«Volta», le spectacle de la relève du Cirque du Soleil

En entrevue, le directeur général du Cirque du Soleil, Daniel Lamarre, mentionnait que le Cirque comptait attirer ici un public plus jeune, tout en maintenant sa clientèle d’habitués.
Photo: Patrice Lamoureux En entrevue, le directeur général du Cirque du Soleil, Daniel Lamarre, mentionnait que le Cirque comptait attirer ici un public plus jeune, tout en maintenant sa clientèle d’habitués.

Ce sont deux anciens du Cirque du Soleil qui signent Volta, le nouveau spectacle du Cirque du Soleil, qui prend l’affiche sous chapiteau, dans le Vieux-Port de Montréal, le 20 avril.

Bastien Alexandre, qui en est l’auteur et le metteur en scène, y a travaillé comme illustrateur, et Jean Guibert, directeur de création, a d’abord conçu des campagnes publicitaires pour le Cirque. Les deux jeunes hommes ont mis deux ans à créer le spectacle Volta, qui allie l’innovation et la technologie à la forme plus intime du chapiteau.

Mardi, au Vieux-Port, les médias ont eu un avant-goût du spectacle. Volta mêle numéros tout en strass, évoquant l’ambiance tapageuse d’un jeu-questionnaire de télévision, mise en scène intimiste et nostalgique, dont un duo de ballet entre une danseuse et un cycliste, et exercices de sports extrêmes. Le vélo semble d’ailleurs occuper une belle place dans ce spectacle, qui emploie notamment un champion mondial de flatland, qui conjugue ses prouesses sur deux roues à celles d’une danseuse classique, et des virtuoses du BMX.

Un public plus jeune

Le Cirque s’est donné une fois de plus la mission d’innover, et le spectacle comptera, par exemple, un numéro de lampe acrobatique, d’échelle acrobatique et de danse contemporaine. En entrevue, le directeur général du Cirque du Soleil, Daniel Lamarre, mentionnait que le Cirque comptait attirer ici un public plus jeune, tout en maintenant sa clientèle d’habitués.

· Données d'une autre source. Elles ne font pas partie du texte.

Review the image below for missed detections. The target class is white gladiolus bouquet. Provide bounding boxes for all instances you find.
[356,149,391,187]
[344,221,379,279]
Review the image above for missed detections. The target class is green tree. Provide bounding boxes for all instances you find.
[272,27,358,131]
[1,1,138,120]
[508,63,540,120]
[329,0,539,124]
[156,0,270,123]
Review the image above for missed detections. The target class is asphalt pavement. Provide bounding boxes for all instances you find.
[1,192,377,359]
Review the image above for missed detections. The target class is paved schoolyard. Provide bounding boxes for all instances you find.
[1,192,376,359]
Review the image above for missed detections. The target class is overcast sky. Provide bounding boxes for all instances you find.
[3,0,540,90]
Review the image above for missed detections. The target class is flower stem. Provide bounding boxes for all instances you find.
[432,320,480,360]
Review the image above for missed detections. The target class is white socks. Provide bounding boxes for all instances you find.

Pour la finale du spectacle, au cours de laquelle des BMX multicolores virevoltent au-dessus de la scène, il a fallu installer un roulodrome formé de six énormes rampes de taille croissante.

L’histoire qui sous-tend le spectacle est celle de Waz, l’animateur d’un jeu-questionnaire télévisé qui doit délaisser la célébrité pour partir à la recherche de sa vraie nature.

Bastien Alexandre dit d’ailleurs vouloir que s’exprime la vraie nature de chacun des artistes qui participent à son spectacle. On devrait donc s’attendre à voir les 46 artistes, de 17 nationalités différentes, s’éclater sur scène. La technique est cependant encore au rendez-vous. On précise, par exemple, que « la veste aux rayons lasers que porte Waz lorsqu’il anime son jeu télévisé est équipée de 168 lasers, contient 90 mètres de fils électriques et peut émettre des rayons lasers en 115 différentes configurations » et qu’un pont de 2268 kilogrammes se déplacera de haut en bas sur la scène.